Detrás de las hamacas, de los cables, una edición inglesa de El Capital. La fantasmagoría del cine que se acaba y da lugar a la tertulia, a la estrella cárdena, el whiskey y el clavel. Fueron tiempos raros, emergentes, en la Costa del Sol. A pocos kilómetros de Franco, un rojo de los de caza de brujas con su amigo rojo y sus conversaciones rojas, con todo tipo de lujos, cámaras y combinados con hielo, viviendo y diciendo lo que a Hollywood le parecía excesivo, en una dictadura europea, protegidos por el idioma y el salvoconducto de la inversión.

Cuando Robert Rossen y Stanley Baker coincidieron en el rodaje de Alejandro El Grande (1956), también existía la paradoja, pero en ningún sitio sonaba tan paisajística como en Marbella, donde las convicciones importaban menos que el dinero, siempre y cuando se mantuviera la discreción. El equipo la tenía y eso a pesar de la trayectoria de su director y protagonista y de Richard Burton, caído como Diógenes, de Sinope, en el centro del tonel.
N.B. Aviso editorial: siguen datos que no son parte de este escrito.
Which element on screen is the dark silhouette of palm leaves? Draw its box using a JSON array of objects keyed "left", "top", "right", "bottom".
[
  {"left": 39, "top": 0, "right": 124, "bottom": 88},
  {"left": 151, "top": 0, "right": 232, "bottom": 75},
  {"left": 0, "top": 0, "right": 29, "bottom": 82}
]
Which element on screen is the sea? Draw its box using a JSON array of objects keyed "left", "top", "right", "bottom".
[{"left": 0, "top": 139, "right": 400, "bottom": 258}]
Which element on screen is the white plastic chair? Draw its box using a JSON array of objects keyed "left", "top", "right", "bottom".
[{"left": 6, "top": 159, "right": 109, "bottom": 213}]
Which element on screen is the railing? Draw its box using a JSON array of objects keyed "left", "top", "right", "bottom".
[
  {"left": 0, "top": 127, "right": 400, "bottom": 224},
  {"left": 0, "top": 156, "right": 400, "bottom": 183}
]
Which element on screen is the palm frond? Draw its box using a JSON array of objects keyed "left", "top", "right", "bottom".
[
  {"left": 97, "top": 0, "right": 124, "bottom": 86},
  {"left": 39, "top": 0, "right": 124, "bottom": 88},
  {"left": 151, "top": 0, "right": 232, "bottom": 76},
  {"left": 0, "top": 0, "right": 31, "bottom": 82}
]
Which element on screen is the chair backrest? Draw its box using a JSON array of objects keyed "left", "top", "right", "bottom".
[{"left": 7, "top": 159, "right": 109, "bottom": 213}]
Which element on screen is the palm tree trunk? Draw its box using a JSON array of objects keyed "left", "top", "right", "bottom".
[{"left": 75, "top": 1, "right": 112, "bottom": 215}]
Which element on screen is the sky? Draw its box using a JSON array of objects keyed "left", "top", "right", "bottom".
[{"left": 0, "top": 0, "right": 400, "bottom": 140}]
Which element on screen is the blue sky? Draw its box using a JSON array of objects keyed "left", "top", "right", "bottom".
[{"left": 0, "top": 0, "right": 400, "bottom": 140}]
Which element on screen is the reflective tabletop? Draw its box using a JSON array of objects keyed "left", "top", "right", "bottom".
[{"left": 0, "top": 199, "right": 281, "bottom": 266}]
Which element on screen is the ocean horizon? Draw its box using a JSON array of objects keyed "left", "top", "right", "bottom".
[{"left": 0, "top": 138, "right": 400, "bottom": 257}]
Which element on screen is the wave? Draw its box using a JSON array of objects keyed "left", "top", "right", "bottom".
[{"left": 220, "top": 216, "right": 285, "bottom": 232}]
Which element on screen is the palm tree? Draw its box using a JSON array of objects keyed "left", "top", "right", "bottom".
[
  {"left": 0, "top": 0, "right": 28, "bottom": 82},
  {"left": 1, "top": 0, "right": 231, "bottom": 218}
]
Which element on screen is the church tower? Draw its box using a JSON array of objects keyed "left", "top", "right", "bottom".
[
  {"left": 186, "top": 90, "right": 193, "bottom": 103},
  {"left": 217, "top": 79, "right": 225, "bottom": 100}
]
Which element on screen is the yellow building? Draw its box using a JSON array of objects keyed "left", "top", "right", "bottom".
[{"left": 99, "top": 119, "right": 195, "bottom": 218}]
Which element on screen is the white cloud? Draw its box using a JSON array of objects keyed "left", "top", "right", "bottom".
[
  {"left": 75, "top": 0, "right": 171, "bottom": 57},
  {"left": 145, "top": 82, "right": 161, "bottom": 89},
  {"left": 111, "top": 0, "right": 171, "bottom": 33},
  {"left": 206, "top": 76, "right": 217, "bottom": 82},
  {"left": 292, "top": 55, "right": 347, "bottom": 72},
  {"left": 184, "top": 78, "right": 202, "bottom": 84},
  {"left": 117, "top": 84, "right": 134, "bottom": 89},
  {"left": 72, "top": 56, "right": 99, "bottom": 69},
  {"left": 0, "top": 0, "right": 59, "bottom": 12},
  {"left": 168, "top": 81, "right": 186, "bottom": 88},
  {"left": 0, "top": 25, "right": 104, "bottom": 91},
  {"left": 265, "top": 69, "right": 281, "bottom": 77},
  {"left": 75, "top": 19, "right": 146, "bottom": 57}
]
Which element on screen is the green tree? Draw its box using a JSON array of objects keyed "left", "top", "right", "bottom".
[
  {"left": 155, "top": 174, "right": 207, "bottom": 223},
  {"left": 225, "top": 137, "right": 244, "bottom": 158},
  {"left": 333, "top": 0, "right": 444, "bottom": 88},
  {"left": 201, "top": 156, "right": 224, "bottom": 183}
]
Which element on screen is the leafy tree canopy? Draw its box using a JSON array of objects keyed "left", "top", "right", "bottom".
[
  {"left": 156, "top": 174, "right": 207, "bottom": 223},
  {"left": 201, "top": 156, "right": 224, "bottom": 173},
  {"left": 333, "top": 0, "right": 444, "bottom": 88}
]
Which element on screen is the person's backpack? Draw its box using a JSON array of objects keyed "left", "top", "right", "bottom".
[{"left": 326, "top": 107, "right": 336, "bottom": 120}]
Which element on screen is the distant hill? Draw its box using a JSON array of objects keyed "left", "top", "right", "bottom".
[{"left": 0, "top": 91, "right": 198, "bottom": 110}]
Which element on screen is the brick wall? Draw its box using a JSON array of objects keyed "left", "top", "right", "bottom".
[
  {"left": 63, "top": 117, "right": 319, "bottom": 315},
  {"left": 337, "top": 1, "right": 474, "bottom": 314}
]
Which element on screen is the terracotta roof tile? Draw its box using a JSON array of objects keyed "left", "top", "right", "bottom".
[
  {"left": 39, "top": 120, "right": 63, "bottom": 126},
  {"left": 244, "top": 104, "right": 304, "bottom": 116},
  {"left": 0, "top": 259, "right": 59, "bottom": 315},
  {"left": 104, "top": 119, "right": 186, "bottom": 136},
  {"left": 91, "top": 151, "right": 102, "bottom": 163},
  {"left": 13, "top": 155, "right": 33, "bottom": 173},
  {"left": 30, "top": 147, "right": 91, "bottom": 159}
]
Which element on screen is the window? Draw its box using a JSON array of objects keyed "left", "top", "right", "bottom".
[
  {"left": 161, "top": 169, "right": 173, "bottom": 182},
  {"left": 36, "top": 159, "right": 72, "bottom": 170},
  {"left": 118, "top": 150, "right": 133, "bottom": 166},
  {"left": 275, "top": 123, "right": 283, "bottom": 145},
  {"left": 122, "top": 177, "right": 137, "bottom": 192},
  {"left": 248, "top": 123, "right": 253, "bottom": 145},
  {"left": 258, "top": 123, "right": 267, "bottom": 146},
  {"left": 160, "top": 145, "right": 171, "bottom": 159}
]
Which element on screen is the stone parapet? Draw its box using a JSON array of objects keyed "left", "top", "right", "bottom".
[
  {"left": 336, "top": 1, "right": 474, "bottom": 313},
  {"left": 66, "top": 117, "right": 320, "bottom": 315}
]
Rossen, director de El buscavidas, venía del asedio del maccarthismo, que le había obligado a delatar al resto de la pandilla prosoviética del país; Baker, en cambio, comenzaba a despuntar como actor y a abrazar el programa izquierdista, lo que, a partir de entonces, se convertiría en un motivo de mofa nacional: los británicos no le perdonaron lo mismo que nunca se perdona a un comunista, el gusto por la vida dulce, de vuelos privados, comilona y pelotas de golf.

Del rodaje a la propiedad

Todo, risas incluidas, comenzó en esa película, en la Costa del Sol. Del encuentro entre un cineasta rojo y un actor rojo no salió una revolución, sino un principio de biografía entre mansiones y oleaje, al calor de Marbella, de la hoz y del Martini, henchida, dichosa, incandescente. Stanley Baker descubrió que la doctrina era la adecuada, pero también el lugar, al que regresó una y otra vez, probablemente para desentrañar algún pasaje de la dialéctica, que, dicho sea de paso, se debe de leer tan ricamente en las villas de Marbella, con mayor serenidad de espíritu y claridad. El actor se hizo millonario y se compró una casa en la urbanización Guadalmina, mucho antes que el resto de la tropa y sin importarle en lo más mínimo las críticas de sus compatriotas, que utilizaron la cuestión de la Costa del Sol como dardo para clavar sus contradicciones, su revoltoso y temperamental modo de vivir.

El patrimonio del actor

Al fin y al cabo, el Stanley Baker que se paseaba por Málaga no era sólo una estrella británica, ni un millonario galés, sino todo un preboste de la cultura anglosajona; había puesto en marcha la mayor productora de las islas y protagonizado filmes de tanto recorrido como Zulú, en la que le hizo de escudero, de simple escudero, el mismísimo Michael Caine. La cuenta corriente del galés se prolongaba tanto como su amistad con Richard Burton, con el que compartía el gusto por las bebidas frías y de alta gradación.

De la revolución a la Reina

Baker se permitió, incluso, el lujo de rechazar el papel de James Bond, que le cayó encima a Sean Connery porque a su vecino de Marbella le aburría soberanamente interpretar el mismo personaje en lo que se preveía una saga de larga duración. El comunista de la Costa del Sol no lo necesitaba; ya era amigo, incluso, de políticos tan influyentes como Harold Wilson y pesaba sobre su cabeza, enardecida por el eco de las rebeliones y la lucha de clases, el título, concedido por la reina, de caballero, Sir.

La desgracia prematura

Del actor se puede cuestionar su coherencia, pero no su fidelidad. Murió prematuramente en Málaga, a los 48 años, en una de sus frecuentes escapadas para tostarse el bigote y jugar al golf. Había sufrido una neumonía, acaso alimentada por sus mano a mano con el tabaco y el destilado nacional escocés; lo curioso es que falleció en el Hospital Carlos Haya, a apenas unos metros de la habitación en la que horas antes había estado ingresado el torero Curro Claros. Dejó muchos amigos en España, todos convencidos de su talento y sus maneras amables, incorregibles, de hombre de principios y pelliza de marqués.